Can you think about the kinds of questions that we should be asking her?
We’re probably asking her about her exercise and nutrition, about symptoms that she may be experiencing or asking about other risk factors such as smoking.
The research suggests that doctors are not inquiring enough about the kind of health and experiences that women had during their pregnancies, which would help us better understand her future risk of cardiovascular and diabetes. A woman’s pregnancy experience has lasting on her future health, especially if she is diagnosed with Gestational Diabetes.
But does her doctor ask her about her prenatal health or about her pregnancy history?
We are starting to learn that the complications that women experienced during her pregnancy has lasting impacts, especially with respect to her metabolic or cardiovascular disease risk.
Approximately 3 to 20% of women will develop gestational diabetes during pregnancy. Typically these women were not diabetic prior to becoming pregnancy, but under the pressures of pregnancy, their body becomes less sensitive to insulin and they struggle to maintain normal blood sugar levels.
The moment all women fall pregnant, their metabolism shifts towards mild insulin resistance. This change in hormone function helps facilitate glucose across the placenta to feed the baby. Essentially, all women have slight insulin resistance in order to push nutrition across the placenta. In women who have certain pre-existing conditions such as polycystic ovarian syndrome or a strong family history of diabetes, that slight change in insulin resistance may cause women to struggle with diabetes in pregnancy.

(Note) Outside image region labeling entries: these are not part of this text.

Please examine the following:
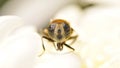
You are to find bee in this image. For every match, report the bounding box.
[42,19,78,51]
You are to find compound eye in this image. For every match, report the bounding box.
[48,23,56,33]
[63,23,70,35]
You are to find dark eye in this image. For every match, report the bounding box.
[63,23,70,35]
[48,24,56,33]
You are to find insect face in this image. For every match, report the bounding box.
[39,19,77,55]
[47,19,72,42]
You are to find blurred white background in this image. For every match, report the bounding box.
[0,0,120,68]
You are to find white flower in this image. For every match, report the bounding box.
[0,0,120,68]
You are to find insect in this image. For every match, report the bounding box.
[42,19,78,54]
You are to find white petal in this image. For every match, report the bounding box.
[1,0,76,28]
[0,16,24,42]
[0,27,41,68]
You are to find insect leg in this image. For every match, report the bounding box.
[64,43,75,51]
[40,36,55,56]
[68,35,78,45]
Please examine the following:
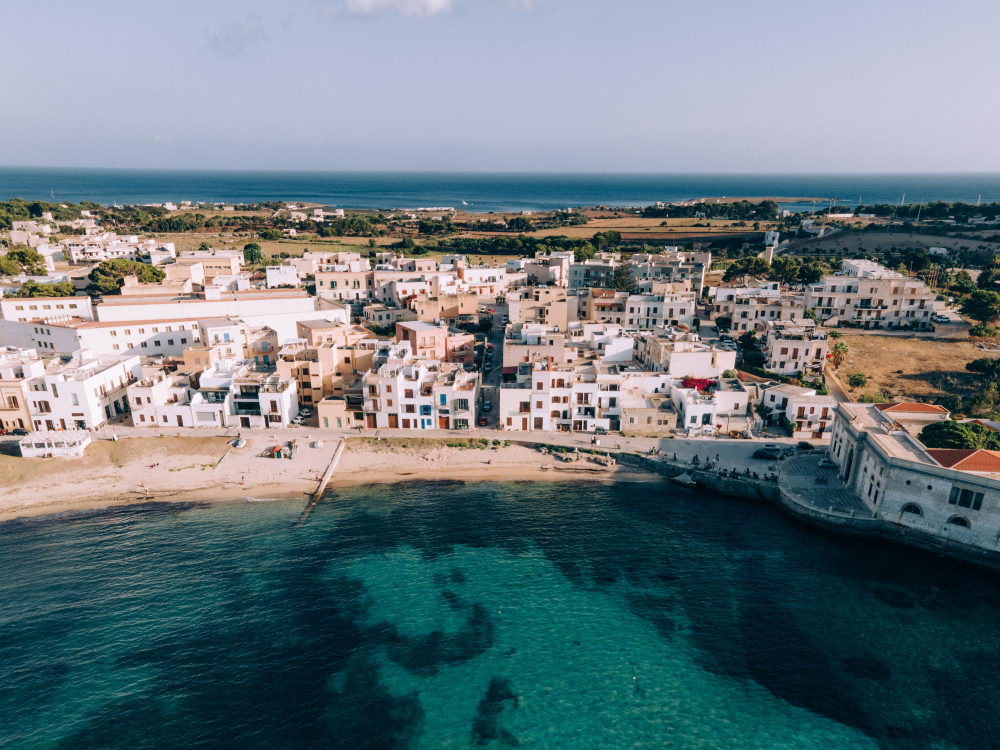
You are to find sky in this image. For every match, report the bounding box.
[0,0,1000,173]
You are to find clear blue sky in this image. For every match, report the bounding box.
[0,0,1000,172]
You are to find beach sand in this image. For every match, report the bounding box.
[0,434,660,521]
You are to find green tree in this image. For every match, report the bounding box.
[0,245,45,276]
[573,242,597,263]
[611,263,638,294]
[507,216,535,234]
[798,263,829,286]
[976,268,1000,289]
[6,281,76,297]
[920,421,1000,450]
[830,341,850,369]
[87,258,166,294]
[770,255,801,284]
[951,271,977,294]
[754,401,774,423]
[243,242,264,266]
[722,258,771,281]
[847,372,868,388]
[962,289,1000,325]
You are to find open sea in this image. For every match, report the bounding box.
[0,166,1000,212]
[0,483,1000,750]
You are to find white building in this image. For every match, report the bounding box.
[18,430,90,458]
[761,384,837,440]
[28,351,141,430]
[498,357,670,432]
[362,342,479,430]
[635,331,736,380]
[625,292,695,330]
[805,260,943,330]
[264,265,299,289]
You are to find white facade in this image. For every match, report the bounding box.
[362,343,479,430]
[264,265,299,289]
[805,260,941,330]
[28,351,141,430]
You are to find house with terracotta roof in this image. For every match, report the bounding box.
[875,401,949,422]
[830,402,1000,554]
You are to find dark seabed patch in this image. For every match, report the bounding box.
[472,677,520,747]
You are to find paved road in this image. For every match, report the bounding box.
[476,304,507,428]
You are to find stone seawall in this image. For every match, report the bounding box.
[687,458,1000,572]
[537,450,1000,572]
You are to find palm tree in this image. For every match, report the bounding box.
[830,341,850,369]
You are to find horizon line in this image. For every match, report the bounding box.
[0,164,1000,177]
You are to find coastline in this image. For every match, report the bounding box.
[0,436,662,523]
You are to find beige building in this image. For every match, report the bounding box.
[275,324,378,404]
[410,292,479,326]
[731,293,805,333]
[805,260,937,330]
[396,320,476,365]
[507,286,577,331]
[760,319,829,375]
[0,347,45,430]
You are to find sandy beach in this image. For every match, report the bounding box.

Gestational Diabetes increases the risk of having a large for gestational age baby, a small for gestational age, baby and increases risk of preterm labor, high blood pressure emergency C-section and other interventions during labour.

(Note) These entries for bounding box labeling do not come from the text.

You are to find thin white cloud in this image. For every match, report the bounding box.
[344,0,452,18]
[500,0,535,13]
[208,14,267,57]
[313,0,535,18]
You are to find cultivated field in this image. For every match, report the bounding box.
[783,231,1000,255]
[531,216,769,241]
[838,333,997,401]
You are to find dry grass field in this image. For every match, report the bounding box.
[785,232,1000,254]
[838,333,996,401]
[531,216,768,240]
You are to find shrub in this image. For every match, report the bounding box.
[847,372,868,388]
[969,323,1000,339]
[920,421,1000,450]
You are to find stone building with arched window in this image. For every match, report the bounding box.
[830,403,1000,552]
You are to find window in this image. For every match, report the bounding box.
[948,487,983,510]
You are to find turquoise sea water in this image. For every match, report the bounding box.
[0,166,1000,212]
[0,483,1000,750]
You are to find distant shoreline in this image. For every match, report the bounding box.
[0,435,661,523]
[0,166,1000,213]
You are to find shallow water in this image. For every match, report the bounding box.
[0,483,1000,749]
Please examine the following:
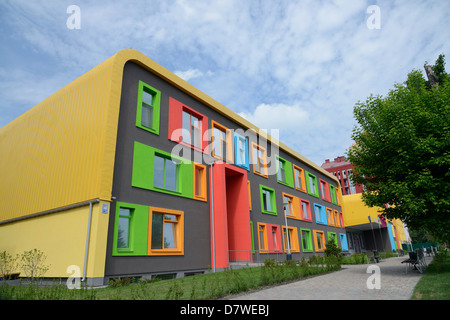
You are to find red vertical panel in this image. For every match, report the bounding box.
[168,97,183,142]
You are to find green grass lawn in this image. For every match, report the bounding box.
[411,253,450,300]
[0,264,341,300]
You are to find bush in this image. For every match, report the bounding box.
[325,239,342,258]
[20,249,49,282]
[264,258,277,267]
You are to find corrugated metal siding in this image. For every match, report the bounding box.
[0,49,340,222]
[0,57,121,221]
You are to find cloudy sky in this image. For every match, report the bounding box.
[0,0,450,165]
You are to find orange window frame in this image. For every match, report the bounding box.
[292,164,307,193]
[211,120,233,163]
[258,223,269,253]
[193,163,207,201]
[147,207,184,256]
[283,226,300,252]
[282,192,301,220]
[252,142,269,178]
[313,230,326,252]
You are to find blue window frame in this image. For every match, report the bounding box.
[234,132,250,170]
[339,233,348,251]
[314,203,328,225]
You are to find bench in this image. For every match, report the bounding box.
[0,272,20,280]
[402,249,427,273]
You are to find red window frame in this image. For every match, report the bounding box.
[169,97,209,153]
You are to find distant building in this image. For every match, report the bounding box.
[321,156,410,253]
[0,49,347,285]
[322,156,363,196]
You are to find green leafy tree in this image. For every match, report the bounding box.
[347,55,450,241]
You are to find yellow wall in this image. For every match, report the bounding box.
[342,193,379,227]
[343,193,407,241]
[0,49,339,277]
[0,204,108,277]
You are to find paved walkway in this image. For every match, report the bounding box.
[229,255,432,300]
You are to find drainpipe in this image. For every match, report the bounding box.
[81,200,99,281]
[283,202,292,260]
[209,162,216,272]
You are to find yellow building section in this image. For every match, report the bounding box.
[0,49,339,222]
[342,193,407,241]
[0,49,340,277]
[0,203,108,278]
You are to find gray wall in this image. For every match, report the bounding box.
[105,62,345,277]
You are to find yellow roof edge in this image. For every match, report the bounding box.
[111,49,340,188]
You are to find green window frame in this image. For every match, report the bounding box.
[305,171,319,198]
[112,202,148,256]
[136,81,161,135]
[153,152,180,192]
[327,231,339,246]
[259,184,277,215]
[131,141,194,198]
[275,155,295,189]
[330,184,338,205]
[300,228,313,252]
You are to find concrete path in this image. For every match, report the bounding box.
[229,255,432,300]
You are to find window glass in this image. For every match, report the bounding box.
[302,201,309,219]
[152,212,163,249]
[258,225,266,249]
[316,232,323,250]
[262,190,272,211]
[165,159,178,191]
[294,168,303,189]
[136,81,161,134]
[183,111,191,144]
[153,155,179,191]
[283,196,294,216]
[272,227,278,248]
[183,111,202,148]
[309,176,316,192]
[278,160,286,182]
[164,214,178,249]
[117,208,131,249]
[302,230,310,250]
[238,138,246,164]
[153,156,165,188]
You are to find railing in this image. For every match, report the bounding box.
[228,250,286,264]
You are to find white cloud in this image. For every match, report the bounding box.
[0,0,450,163]
[174,68,213,81]
[239,103,309,133]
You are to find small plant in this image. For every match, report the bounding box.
[20,249,50,282]
[0,251,19,284]
[325,239,342,258]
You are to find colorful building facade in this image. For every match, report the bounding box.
[322,156,410,253]
[0,49,348,285]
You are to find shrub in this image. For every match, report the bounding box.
[264,258,277,267]
[20,249,50,282]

After pregnancy, the vast majority of women who are diagnosed with gestational diabetes has their blood sugar return to normal following delivery. Most women revert back to normal blood sugar regulation as they had before.
So why should we focus on pregnancy history? Why should we be asking our 50 year old woman about her pregnancies?

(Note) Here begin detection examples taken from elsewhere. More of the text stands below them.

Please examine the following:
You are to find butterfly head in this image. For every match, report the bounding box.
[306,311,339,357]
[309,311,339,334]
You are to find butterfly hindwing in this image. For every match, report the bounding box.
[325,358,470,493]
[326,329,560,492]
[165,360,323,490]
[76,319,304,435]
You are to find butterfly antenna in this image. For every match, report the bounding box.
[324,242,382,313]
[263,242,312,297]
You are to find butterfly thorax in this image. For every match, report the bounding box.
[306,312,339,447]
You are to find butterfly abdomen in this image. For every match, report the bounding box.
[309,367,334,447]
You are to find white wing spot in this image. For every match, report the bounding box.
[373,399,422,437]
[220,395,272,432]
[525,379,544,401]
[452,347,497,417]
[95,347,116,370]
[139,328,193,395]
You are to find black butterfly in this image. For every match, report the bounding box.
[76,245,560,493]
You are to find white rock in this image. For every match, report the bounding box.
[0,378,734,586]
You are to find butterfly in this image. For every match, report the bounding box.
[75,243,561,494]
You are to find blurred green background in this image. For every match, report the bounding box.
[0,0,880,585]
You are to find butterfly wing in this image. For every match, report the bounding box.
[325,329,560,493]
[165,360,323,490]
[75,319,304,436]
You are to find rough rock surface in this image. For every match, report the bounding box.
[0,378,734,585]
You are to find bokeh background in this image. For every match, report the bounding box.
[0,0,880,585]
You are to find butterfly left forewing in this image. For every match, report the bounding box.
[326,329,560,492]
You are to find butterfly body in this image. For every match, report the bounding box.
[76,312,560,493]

The reason we should be asking a woman about her pregnancy history is that that past history of gestational diabetes has a very profound impact on a woman’s future risk of developing cardiovascular disease.
Although most women are no longer diabetic after pregnancy, we know that these women have changes to their body, to their metabolism and to their underlying hormonal mechanisms that increase her risk for future heart disease and future cardiovascular risk – even if she doesn’t become diabetic after her pregnancy. Women who have had gestational diabetes and then had it resolve after pregnancy are still at an increased risk of developing future diabetes and cardiovascular disease. These women may be diagnosed at a younger age, suffer with more significant cardiovascular disease than we expect, or have more rapidly worsening diabetes and cardiovascular health than other women their age.
Research says that women are not being asked about their pregnancy history at all. Even though there are numerous studies that have examined the impact of having gestational diabetes on future cardiovascular risk. Women who had gestational diabetes during her pregnancy have double the risk of cardiovascular disease compared to women who did not. And yet when women are discharged from their obstetrical care, it’s not common that we are following up or educating her about her future health risks. Women are being discharged from their obstetrical care without instructions as to their new cardiovascular risk.